そんな中でも、お題に制限をかけることで原作とほぼ同じルールで行うことができるとされるものもある。
 ここでは現在のルールでは抹消されてしまった、遠征勢が活躍できるであろうものを二つほどピックアップしておく。

  • ラーメンテネト
     出題画像をラーメンに限定したテネト。プレイヤーはどこの店かを特定し、同じラーメンをトッピングやサイドメニューまで再現し注文、撮影、完食する。
     リアルテネトの大きな問題である、現地に行くというリスクをできる限り低減したテネトであると言える。出題者もプレイヤーもラーメンを食べに来たただの客に過ぎず、現地に行っても安全に過ごすことができる。
     考察よりも遠征に重きを置いたテネトであると言えよう。
    お店によっては撮影のルールが決まっていることもあるので、確認は忘れずに。

  • ゲームテネト
     出題者はゲーム画面のスクショを上げ、プレイヤーはそれが何のゲームであるか、どこのマップであるかを推測し、同じスクショを上げることを目的とする。
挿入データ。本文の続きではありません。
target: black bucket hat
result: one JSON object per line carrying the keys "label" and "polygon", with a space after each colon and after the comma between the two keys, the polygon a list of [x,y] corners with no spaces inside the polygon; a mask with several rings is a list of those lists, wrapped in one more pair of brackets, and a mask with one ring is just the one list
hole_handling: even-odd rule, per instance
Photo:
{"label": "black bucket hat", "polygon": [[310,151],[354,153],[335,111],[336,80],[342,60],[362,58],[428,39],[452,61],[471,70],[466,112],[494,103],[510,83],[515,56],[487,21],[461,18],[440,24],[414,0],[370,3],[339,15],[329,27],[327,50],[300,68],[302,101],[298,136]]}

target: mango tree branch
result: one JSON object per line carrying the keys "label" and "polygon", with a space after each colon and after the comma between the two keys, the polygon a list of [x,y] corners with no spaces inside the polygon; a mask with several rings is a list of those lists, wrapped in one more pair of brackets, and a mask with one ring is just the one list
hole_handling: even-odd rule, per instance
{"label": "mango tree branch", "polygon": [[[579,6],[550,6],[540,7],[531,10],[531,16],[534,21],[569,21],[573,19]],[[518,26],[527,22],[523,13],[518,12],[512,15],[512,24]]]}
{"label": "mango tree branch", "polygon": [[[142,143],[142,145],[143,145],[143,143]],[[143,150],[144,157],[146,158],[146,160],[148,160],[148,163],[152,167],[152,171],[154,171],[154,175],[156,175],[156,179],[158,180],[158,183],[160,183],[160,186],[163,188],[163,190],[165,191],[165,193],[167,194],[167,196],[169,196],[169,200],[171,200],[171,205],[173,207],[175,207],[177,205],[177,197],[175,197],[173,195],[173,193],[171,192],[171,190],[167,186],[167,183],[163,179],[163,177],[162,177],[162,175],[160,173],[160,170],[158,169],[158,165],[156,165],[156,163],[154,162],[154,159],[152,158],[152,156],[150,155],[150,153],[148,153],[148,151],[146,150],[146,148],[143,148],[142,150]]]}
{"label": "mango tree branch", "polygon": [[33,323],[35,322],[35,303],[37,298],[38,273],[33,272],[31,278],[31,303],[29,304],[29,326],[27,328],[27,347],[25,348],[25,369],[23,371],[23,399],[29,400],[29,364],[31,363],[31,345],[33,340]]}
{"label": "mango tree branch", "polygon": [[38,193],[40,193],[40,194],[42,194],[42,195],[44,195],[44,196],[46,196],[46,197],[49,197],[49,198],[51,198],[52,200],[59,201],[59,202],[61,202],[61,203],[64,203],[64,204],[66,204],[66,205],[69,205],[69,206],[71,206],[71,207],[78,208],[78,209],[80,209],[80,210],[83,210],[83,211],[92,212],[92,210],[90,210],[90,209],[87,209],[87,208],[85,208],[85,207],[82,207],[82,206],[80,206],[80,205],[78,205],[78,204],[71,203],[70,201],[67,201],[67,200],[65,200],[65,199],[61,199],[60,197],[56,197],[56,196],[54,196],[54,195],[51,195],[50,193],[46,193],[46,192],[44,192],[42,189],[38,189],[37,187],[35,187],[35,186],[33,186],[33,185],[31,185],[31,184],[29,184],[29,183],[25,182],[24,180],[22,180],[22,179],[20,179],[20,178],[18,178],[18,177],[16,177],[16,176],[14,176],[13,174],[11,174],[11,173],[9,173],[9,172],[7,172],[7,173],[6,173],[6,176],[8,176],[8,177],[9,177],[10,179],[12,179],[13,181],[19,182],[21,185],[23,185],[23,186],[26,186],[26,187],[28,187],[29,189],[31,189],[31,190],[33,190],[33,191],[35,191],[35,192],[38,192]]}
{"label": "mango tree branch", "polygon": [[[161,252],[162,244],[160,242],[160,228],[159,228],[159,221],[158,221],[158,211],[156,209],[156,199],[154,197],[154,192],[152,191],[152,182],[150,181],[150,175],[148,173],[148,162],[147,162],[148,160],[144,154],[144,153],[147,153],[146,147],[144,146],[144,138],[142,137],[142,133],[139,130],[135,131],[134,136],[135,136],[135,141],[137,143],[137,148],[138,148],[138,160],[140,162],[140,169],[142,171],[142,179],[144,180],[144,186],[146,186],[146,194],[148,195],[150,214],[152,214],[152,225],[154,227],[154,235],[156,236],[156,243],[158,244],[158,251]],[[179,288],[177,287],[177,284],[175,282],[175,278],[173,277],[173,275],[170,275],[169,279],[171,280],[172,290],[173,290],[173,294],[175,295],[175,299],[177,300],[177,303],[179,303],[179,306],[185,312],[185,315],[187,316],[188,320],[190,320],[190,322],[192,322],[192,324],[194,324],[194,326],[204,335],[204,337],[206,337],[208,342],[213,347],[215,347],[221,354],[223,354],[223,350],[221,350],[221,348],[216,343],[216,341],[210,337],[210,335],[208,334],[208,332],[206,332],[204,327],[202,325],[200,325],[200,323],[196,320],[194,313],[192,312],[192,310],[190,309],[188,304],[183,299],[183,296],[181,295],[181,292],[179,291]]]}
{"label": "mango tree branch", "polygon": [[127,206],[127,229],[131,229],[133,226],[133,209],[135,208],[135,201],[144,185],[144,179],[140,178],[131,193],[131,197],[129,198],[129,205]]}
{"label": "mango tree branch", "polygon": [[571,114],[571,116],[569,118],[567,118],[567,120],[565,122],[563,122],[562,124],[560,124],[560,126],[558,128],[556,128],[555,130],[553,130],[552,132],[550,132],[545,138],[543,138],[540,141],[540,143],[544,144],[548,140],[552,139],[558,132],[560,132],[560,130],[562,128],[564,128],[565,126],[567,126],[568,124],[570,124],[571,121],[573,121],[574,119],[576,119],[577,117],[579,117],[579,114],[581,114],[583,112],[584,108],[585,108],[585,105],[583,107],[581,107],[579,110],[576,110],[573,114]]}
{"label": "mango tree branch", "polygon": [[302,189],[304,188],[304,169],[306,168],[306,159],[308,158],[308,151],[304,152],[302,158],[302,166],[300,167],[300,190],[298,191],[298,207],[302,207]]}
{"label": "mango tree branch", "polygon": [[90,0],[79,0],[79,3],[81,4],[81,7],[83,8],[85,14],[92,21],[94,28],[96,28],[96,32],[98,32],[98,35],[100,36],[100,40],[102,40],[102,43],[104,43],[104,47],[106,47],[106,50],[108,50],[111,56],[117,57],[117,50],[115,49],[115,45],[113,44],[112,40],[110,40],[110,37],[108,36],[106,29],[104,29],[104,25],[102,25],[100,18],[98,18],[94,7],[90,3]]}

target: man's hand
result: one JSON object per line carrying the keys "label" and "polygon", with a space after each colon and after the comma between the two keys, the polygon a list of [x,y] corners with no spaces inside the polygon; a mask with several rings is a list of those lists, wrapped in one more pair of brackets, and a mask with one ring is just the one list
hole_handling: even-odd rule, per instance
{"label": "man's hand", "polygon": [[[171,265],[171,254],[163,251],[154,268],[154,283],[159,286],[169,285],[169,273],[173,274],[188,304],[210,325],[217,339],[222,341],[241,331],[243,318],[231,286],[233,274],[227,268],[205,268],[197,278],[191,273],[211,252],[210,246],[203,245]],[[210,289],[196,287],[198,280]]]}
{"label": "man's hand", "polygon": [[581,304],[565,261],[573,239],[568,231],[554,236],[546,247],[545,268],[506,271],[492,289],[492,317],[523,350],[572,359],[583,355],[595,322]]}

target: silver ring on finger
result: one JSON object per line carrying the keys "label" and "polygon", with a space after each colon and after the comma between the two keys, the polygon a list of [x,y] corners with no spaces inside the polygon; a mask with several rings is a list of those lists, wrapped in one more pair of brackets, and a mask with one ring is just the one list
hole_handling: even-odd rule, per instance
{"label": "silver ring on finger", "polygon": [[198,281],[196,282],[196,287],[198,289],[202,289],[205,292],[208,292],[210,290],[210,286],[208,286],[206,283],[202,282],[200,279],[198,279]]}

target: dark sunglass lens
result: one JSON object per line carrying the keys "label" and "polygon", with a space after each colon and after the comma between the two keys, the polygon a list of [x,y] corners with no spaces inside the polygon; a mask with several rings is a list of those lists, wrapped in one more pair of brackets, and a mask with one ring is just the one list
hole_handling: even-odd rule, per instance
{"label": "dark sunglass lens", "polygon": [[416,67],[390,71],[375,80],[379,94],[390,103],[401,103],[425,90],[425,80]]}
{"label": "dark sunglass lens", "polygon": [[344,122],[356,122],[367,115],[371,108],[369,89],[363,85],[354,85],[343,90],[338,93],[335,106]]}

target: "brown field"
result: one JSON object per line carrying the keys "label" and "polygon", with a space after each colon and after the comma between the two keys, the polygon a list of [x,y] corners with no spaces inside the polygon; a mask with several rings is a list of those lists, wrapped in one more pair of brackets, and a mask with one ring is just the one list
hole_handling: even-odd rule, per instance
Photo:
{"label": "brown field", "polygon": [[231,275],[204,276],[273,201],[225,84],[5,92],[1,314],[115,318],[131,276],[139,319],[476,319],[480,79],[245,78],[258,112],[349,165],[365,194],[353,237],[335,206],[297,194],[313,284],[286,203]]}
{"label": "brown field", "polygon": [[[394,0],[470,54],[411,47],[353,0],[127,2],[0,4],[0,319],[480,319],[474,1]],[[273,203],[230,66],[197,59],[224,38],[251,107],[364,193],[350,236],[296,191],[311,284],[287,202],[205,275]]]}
オープンワールド、あるいはオープンワールド風ゲームであれば本家に近い遊び方もできる、かもしれない。
     考察・遠征どちらも要求されるテネトであるが、そのゲームを持っていないとほぼ参加できない敷居の高さが難点と言える。

おわりに

 長々と書いてきたが、テネトというゲームは面白く、誰でも気軽に参加できるゲームである、というのが筆者の所感である。面白くなければ、そもそもリスクや危険性の考察をする必要もない。
 もちろんそのリスクを軽視すべきではない。出題には細心の注意を払う必要があるし、プレイヤーには絶対に現地へ行くべきでない。逆に言うならばそこさえしっかりしていれば、とても自由に遊ぶことができるだろう。

これは少し難しいテストです。

これは「謎解き」ではありません。

情報の扱いに長けている少数の方を探しています。

つねにすでにFindMaryより引用

情報を扱うとは、ただ活用することだけを指さない。
隠して守るということも、れっきとした情報の扱い方である。
存在しない位置情報ゲームのネットロア「テネト」。
情報の扱いに長けた人と、ぜひ遊んでみてほしい。